The Pakistan army and the country’s principal opposition parties are on a collision course. Despite the army’s warning not to drag it into politics, these parties have publicly complained about its political role. The Pakistani political class has traditionally accepted the army’s political role as a given and politicians have wanted to secure its support to promote their individual interests. Now, these Opposition parties are asking the generals not to interfere in the country’s politics.
The real target of the People’s Democratic Movement (PDM), which is scheduled to hold its first rally on October 16, is not Prime Minister (PM) Imran Khan, though his resignation and fresh elections have been sought, but the men in khaki. This also seems to borne out by former PM and the Pakistan Muslim League(N), PML(N), leader Nawaz Sharif’s blistering attack on the army in his address to a multi-party meeting called by the Pakistan Peoples Party (PPP) on September 20.

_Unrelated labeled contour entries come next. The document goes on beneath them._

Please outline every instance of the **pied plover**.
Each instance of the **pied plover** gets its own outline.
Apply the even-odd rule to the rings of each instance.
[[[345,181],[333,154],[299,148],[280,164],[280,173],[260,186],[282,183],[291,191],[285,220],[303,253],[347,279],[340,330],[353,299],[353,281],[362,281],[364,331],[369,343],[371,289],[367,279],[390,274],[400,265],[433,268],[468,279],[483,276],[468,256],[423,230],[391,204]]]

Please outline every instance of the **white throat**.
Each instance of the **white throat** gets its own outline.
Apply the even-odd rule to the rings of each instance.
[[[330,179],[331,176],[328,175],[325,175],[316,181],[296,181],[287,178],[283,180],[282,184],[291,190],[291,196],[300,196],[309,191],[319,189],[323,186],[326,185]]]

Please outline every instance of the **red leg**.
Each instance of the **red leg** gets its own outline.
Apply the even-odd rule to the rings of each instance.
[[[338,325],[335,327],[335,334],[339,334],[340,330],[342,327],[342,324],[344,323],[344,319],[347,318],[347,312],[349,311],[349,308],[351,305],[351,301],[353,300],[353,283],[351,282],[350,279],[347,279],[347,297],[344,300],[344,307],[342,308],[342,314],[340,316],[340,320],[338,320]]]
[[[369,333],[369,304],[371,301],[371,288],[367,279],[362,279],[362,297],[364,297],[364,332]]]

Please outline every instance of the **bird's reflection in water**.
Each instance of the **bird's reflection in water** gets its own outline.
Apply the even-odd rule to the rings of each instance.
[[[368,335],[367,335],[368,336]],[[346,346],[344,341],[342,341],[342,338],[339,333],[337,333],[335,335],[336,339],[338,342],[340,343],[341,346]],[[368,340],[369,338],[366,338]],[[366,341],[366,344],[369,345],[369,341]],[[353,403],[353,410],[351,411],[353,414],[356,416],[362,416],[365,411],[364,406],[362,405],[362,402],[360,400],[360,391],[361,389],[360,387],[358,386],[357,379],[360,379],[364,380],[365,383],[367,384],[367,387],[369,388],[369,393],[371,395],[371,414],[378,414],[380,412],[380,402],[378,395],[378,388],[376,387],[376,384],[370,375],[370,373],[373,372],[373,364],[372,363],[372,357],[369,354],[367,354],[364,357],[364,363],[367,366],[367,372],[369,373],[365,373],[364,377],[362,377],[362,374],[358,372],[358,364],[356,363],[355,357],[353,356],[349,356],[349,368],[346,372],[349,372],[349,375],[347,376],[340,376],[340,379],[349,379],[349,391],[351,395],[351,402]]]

Sharif said that Pakistan was controlled by a “state above the state” which did not let any elected Pakistani PM function properly or complete his term. He criticised the manipulation of the 2018 national assembly election to foist a “selected” PM — Khan — on the country. The meeting, which decided to launch the PDM, also expressed great concern at the “establishment” (a euphemism for the army) increasing its “role” in the country’s domestic affairs and, by doing so, threatening the country’s stability and institutions. PPP chairman Bilawal Bhutto Zardari also called for a “non-political establishment”.
The Pakistan army is a professional fighting force and, at the same time, despite its denials, a political institution. It is the final decision-maker of the country’s security and foreign policies but has always, also, reserved the right to intervene in any other area of governance during civilian rule in the country.
Both the army and Khan are taking PDM seriously. This is borne out by Khan alleging that opposition leaders have joined hands to save themselves from corruption charges. He has quickened the pace of investigations against PML(N) and PPP leaders. Nawaz Sharif’s brother, Shahbaz Sharif, the former chief minister of Punjab, has been jailed and former president Asif Ali Zardari has been charged for corruption.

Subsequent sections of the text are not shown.